The issue of inducement was the most significant issue to be decided in this case. The Court cited Wallace v United Grain Growers Ltd., [1997] 3 SCR 701, 1997 CanLII 332 (SCC):

Many courts have sought to compensate the reliance and expectation interests of terminated employees by increasing the period of reasonable notice where the employer has induced the employee to “quit a secure, well-paying job … on the strength of promises of career advancement and greater responsibility, security and compensation with the new organization.

Such inducements are properly included among the considerations which tend to lengthen the amount of notice required.

Not all inducements will carry equal weight when determining the appropriate period of notice. The significance of the inducement in question will vary with the circumstances of the particular case and its effect, if any, on the notice period is a matter best left to the discretion of the trial judge.

The Court commented how evaluating the impact of inducement is inherently a fact-specific legal exercise and must consider what was within the reasonable contemplation of the parties when the contract was formed. Specifically, there must be some evidence of a representation by the employer creating an expectation or reliance interest at the time the contract was made (see Sollows v Albion Fisheries Ltd., 2017 BCSC 376). But the amount of additional severance will vary on the exact nature of the evidence and the strength of the representation.
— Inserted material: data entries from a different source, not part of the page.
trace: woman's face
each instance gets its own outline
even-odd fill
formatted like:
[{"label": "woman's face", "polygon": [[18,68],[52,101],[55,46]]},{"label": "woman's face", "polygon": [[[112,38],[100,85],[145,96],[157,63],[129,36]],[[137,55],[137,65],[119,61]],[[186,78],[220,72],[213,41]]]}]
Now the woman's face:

In Mr. Ferweda’s case, the Court found that the Celgar had made an inducement that Mr. Ferweda reasonably relied on. Specifically:

  • Celgar recruited Mr. Ferweda. He had not been actively looking for a different job, nor did he respond to an ad. He was contacted directly by a recruiter hired by Celgar.

  • Celgar attempted to make the job attractive by paying for Mr. Ferweda to visit their worksite. During this visit,

    • An employee of Celgar who had previously worked for Catalyst highlighted why working for Celgar was superior to working for Catalyst and expressly told Mr. Ferweda that Celgar hired for the “long-term”.
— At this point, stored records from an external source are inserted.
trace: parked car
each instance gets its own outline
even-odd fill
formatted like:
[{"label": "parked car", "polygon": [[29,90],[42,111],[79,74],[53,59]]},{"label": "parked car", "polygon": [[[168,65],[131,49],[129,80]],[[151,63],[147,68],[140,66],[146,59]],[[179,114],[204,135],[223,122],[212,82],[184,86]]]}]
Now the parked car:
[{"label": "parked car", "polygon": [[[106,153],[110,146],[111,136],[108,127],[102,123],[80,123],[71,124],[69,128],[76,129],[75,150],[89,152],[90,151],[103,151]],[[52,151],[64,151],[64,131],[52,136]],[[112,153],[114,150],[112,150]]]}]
    • Another employee implied that the position was meant to be comparatively long-term.

  • Mr. Ferweda only accepted Celgar’s offer after rejecting Celgar’s first offer, after which Celgar improved their offer.

Based on the totality of things said and done by Celgar at the time the contract was signed, the Court found that Mr. Ferweda reasonably believed that he was being offered an opportunity to potentially end his career with Celgar in a role which was comparable to Catalyst, but would offer greater job satisfaction and better remuneration and benefits.

Having found inducement, the Court assessed the impact of the inducement, along with the standard Bardal factors, namely the character of employment, the employee’s length of service, their age, and the availability of similar employment. The Court concluded that absent inducement, 5 months notice would have been appropriate. However, given Mr. Ferweda’s unique character of employment and his age, the Court increased the notice period to 12 months. The Court commented that because the inducement was not a promise of promotion, they applied a somewhat more modest increase.

Key Take Away for Employees

For an employee to prove they were induced away from secure employment, justifying an increase in notice or severance, it is not enough to be offered a better job. Rather, there must be something else the employer said or did to create an expectation upon which the employee relied.

But where a potential employer does say or do something to promise long-term employment to a prospective employee, and the individual resigns from their position to accept an offer of employment on that basis and is dismissed shortly thereafter, such inducement can materially increase the amount of notice or severance owed.

Key Take Away for Employers

This case highlights the importance of only making promises or assurances that can be kept, and having an enforceable contract which sets out clear expectations and entitlements for severance in the event of termination. With such clear language, an analysis of common law severance including an increase for inducing an employee away from secure employment could have been avoided.